The percentage of Americans rating the economy “good” or “excellent” has declined in two months by eight points (22% in March). The combined score for “fair” and “poor” has increased in the same period by six points (79% to 85%). And the reason for this is highly tied to inflation, which 18% of Americans now point out as the biggest issue facing the US other than poor leadership (19%), neither of which reflects well on Joe Biden or Democrats.

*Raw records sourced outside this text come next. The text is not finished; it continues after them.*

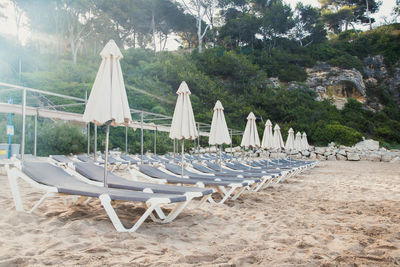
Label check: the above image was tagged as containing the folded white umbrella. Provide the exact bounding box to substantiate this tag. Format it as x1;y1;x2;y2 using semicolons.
208;100;231;145
169;81;199;176
208;100;231;170
261;120;274;149
83;40;132;187
285;128;294;150
274;124;285;149
301;132;310;150
240;112;260;148
294;132;302;151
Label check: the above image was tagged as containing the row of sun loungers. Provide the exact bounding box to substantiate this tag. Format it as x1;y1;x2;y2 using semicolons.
7;154;316;232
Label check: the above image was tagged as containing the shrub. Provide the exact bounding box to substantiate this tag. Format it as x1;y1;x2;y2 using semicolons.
38;122;87;156
314;124;362;146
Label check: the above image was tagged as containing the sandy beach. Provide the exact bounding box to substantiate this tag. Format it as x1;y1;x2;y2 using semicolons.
0;161;400;266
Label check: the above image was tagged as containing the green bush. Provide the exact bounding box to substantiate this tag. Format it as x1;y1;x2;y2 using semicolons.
38;122;87;156
314;124;362;146
328;54;363;72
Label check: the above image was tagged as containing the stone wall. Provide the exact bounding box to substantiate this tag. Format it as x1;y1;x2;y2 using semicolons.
219;140;400;163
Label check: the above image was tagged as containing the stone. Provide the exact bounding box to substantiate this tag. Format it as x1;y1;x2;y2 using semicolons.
354;139;379;150
365;152;382;162
306;62;366;109
314;147;326;154
328;142;336;147
327;155;336;160
347;152;360;161
390;157;400;163
324;150;332;157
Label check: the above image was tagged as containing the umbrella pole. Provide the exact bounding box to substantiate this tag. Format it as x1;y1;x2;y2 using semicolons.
219;145;222;172
104;124;110;187
174;138;176;162
93;124;97;162
181;139;185;177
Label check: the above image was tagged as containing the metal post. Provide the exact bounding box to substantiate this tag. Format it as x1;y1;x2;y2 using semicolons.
231;129;233;159
33;114;37;157
93;124;97;162
140;111;143;164
8;97;14;158
174;138;176;162
21;89;26;160
181;139;185;177
85;89;90;155
154;126;157;155
104;123;110;187
125;126;128;154
197;123;200;156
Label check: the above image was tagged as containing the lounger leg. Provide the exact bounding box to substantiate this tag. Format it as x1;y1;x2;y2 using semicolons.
150;200;191;223
7;169;57;213
7;170;24;211
208;186;242;204
252;178;270;192
232;187;246;200
198;195;209;207
29;192;54;213
99;194;166;233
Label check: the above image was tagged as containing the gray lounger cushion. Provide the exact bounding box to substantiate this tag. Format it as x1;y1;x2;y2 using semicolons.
74;162;213;195
22;162;186;202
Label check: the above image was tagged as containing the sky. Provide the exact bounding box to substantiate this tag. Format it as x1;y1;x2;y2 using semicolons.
0;0;396;51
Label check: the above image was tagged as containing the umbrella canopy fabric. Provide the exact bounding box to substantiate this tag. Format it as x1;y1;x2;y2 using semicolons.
261;120;274;149
240;112;260;148
83;40;132;126
294;132;302;151
274;124;285;149
285;128;294;150
83;40;132;187
208;100;231;145
301;132;310;150
169;81;199;140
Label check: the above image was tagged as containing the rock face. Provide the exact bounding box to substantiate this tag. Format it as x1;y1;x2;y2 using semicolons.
347;152;361;161
307;63;366;109
355;139;379;150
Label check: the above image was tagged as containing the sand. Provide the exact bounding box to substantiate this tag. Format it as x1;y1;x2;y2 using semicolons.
0;162;400;266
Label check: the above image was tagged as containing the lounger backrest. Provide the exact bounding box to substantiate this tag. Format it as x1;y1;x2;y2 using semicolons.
119;155;139;164
165;163;191;175
139;164;175;179
77;155;93;162
192;163;213;173
206;161;220;171
22;162;104;196
51;155;72;163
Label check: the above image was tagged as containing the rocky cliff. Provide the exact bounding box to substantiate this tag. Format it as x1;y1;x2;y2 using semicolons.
282;55;400;109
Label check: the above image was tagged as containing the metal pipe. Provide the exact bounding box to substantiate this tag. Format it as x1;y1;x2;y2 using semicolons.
33;115;37;157
125;126;128;154
85;89;90;155
86;122;90;155
174;138;176;162
181;139;185;177
197;123;200;155
140;111;143;164
104;123;110;187
21;89;26;160
93;124;97;162
0;82;85;102
231;129;233;159
154;126;157;155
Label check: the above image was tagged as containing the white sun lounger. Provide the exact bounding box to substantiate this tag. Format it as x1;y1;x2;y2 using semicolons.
7;162;191;232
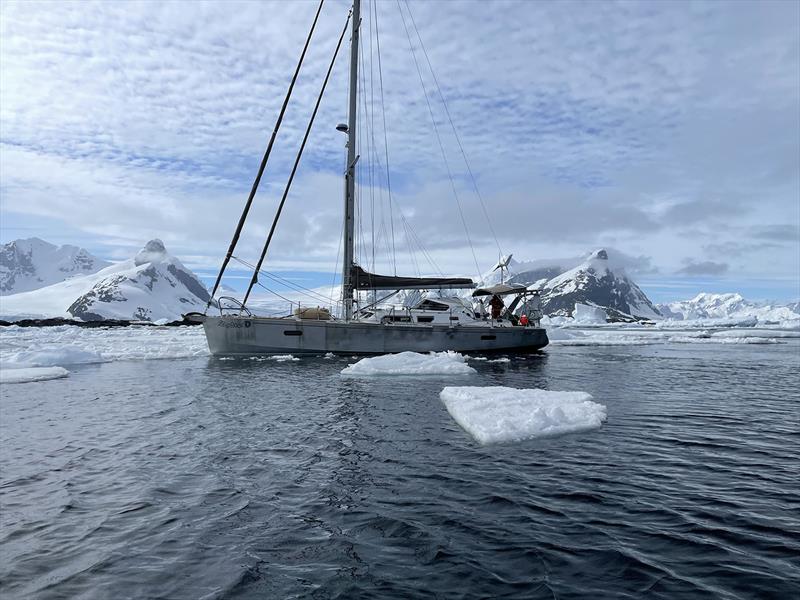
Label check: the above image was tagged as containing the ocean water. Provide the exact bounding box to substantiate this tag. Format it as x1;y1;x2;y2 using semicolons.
0;332;800;600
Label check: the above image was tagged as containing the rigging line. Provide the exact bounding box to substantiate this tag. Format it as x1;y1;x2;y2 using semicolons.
403;0;503;257
367;0;377;273
375;4;397;275
242;13;352;305
397;0;481;279
368;144;444;276
206;0;325;311
256;281;294;306
355;37;368;264
233;256;338;308
330;215;344;304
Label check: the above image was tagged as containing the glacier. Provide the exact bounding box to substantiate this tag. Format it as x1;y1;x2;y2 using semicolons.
0;240;209;322
0;237;111;296
440;386;606;444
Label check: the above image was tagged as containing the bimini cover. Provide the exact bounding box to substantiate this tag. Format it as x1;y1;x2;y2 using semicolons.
472;283;528;298
350;265;475;290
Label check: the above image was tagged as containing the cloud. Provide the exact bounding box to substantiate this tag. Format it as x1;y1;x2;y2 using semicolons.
0;0;800;296
677;258;729;276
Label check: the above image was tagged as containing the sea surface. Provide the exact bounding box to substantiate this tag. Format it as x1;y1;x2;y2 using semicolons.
0;332;800;600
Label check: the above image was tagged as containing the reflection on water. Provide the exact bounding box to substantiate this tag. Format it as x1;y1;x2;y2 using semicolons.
0;343;800;599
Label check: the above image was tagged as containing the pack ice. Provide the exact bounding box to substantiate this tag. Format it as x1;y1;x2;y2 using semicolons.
342;350;477;377
439;386;606;444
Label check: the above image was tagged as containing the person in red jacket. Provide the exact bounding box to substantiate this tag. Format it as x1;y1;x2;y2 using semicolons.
489;296;505;319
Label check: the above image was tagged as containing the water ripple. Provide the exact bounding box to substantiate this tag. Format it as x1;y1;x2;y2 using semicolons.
0;341;800;600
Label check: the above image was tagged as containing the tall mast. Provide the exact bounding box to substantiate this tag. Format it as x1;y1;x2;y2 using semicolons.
342;0;361;321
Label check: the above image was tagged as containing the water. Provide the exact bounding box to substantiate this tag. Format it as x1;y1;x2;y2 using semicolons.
0;340;800;599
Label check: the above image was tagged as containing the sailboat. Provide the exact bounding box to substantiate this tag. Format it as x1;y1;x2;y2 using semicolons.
186;0;548;355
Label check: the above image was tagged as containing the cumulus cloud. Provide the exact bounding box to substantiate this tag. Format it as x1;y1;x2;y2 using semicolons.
678;258;729;276
0;0;800;290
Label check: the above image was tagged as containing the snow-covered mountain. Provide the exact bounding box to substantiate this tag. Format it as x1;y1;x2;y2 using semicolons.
658;293;800;325
486;249;661;321
0;238;111;295
0;240;209;321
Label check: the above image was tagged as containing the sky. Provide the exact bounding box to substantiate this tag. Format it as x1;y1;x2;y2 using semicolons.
0;0;800;301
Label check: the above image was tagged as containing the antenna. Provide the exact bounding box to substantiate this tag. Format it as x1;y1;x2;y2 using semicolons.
492;254;514;283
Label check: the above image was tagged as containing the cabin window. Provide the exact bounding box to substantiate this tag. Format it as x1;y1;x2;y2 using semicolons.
417;300;450;311
381;315;411;323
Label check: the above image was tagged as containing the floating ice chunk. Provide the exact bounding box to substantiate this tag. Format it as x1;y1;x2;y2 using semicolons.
342;350;476;377
0;325;209;366
669;335;780;344
439;387;606;444
3;346;108;368
0;367;69;383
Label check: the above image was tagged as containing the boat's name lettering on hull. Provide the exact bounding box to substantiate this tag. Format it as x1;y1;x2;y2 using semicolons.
217;321;251;329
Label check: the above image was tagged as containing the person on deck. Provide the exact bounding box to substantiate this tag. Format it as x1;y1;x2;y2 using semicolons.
489;296;505;319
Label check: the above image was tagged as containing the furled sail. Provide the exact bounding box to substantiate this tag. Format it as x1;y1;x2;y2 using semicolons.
350;265;475;290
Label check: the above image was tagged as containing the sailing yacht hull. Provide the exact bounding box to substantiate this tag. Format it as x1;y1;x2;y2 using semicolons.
203;316;548;355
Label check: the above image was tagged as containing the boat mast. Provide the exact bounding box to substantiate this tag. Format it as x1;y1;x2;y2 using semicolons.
342;0;361;321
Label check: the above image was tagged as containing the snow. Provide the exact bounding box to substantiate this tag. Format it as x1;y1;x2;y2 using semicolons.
342;351;476;377
659;292;800;329
2;344;108;368
245;354;300;362
572;302;607;325
0;366;69;383
0;240;207;322
0;238;111;294
0;325;209;365
440;386;606;444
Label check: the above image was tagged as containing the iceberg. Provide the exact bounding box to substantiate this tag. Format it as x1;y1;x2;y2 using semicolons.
3;346;108;368
439;386;606;444
342;350;477;377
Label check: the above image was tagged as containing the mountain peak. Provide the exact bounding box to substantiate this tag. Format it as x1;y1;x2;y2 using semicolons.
0;237;110;295
133;238;169;267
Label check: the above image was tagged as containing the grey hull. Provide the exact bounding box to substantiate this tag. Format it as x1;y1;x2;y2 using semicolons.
203;316;548;355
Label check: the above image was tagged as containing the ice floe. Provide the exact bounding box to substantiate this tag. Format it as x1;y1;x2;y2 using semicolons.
440;386;606;444
342;351;476;377
2;345;108;368
0;325;209;366
249;354;300;362
0;366;69;383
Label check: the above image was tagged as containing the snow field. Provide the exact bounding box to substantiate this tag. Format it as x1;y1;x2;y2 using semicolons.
439;386;606;444
341;351;477;377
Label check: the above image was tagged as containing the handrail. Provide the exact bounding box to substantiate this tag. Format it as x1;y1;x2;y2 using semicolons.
217;296;253;317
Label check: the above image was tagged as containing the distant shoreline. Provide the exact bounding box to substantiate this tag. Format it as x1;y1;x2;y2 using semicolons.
0;317;199;327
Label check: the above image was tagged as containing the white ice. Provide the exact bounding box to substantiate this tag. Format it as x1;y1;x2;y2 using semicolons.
0;325;209;366
342;351;476;377
440;387;606;444
0;366;69;383
245;354;300;362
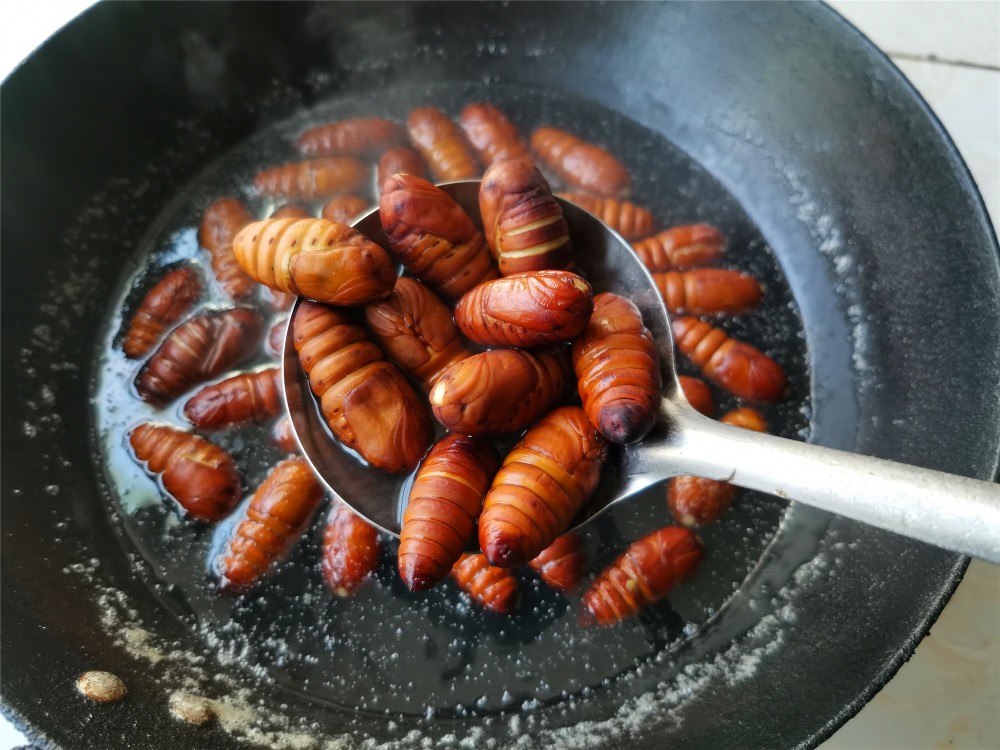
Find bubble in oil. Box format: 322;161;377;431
90;81;809;719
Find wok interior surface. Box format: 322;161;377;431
2;5;1000;747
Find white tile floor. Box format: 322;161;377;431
0;0;1000;750
821;0;1000;750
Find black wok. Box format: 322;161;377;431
0;3;1000;748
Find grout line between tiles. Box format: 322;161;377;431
885;50;1000;73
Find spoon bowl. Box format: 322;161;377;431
283;180;1000;563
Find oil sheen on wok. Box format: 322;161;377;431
94;84;809;716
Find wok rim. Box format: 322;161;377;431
0;3;1000;747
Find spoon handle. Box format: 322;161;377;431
629;401;1000;563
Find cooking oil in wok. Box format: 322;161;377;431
94;82;809;719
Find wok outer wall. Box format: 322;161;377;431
0;3;1000;748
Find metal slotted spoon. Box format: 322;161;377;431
283;180;1000;563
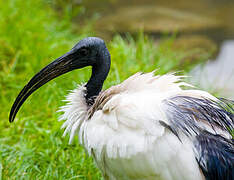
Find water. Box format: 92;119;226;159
82;0;234;99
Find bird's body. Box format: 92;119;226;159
61;73;231;180
10;38;234;180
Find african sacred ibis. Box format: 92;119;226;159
9;37;234;180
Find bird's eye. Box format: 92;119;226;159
80;48;89;56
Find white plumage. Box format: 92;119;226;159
9;37;234;180
58;73;230;180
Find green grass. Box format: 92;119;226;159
0;0;210;179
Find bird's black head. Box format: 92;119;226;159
9;37;110;122
69;37;110;68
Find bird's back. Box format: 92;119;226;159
59;73;233;180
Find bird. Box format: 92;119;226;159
9;37;234;180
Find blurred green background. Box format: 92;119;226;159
0;0;233;179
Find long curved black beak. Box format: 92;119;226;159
9;50;81;122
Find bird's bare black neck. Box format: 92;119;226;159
85;56;110;106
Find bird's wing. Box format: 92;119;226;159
163;95;234;180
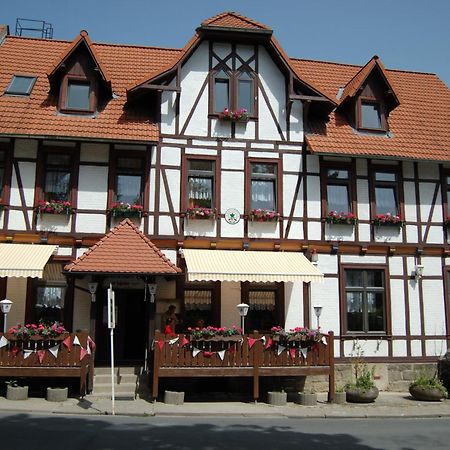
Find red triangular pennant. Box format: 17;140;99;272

If you think 18% sounds too low for the current environment, remember that respondents only got one choice, and that another 12% chose the economy more generally. Abortion only got 5%, for instance, even with the recent leak of the Dobbs draft that signaled an end to Roe. Also, consider the historical anomaly of that level of concern in this series:
This level of concern over inflation and erosion of buying power will likely have a depressing effect on consumption — if not in Q2, then soon. The high price of gas will likely also depress summer travel, as I noted earlier today. That will mean a drop in PCE and could mean a traditionally defined recession as early as late September, when midterm early voting starts, regardless of what the Federal Reserve does. And the Fed is not going to stand on the sidelines:
Top Federal Reserve official Christopher Waller expressed support for more aggressive rate hikes from the country’s central bank in an effort to tame inflation.
Waller also said he believes further rate hikes won’t cause a jump in the US unemployment rate in a Monday speech at the Institute for Monetary and Financial Stability in Frankfurt, Germany.
Waller, a Fed governor, said he’s in favor of “several” additional half a percentage point — or 50 basis point — increases in the Federal Reserve’s policy rate until he sees “inflation coming down closer to our 2 percent target.”
Until we get the drivers of inflation under control, especially American oil production and refining capacity sharply increased, we are heading back to the economy of the 1970s. And with much less room in monetary policy to guide it, too.
Update: I meant to write that we had experienced less than 3% PCE growth in the previous two quarters, but I used the wrong operator. I have fixed it now.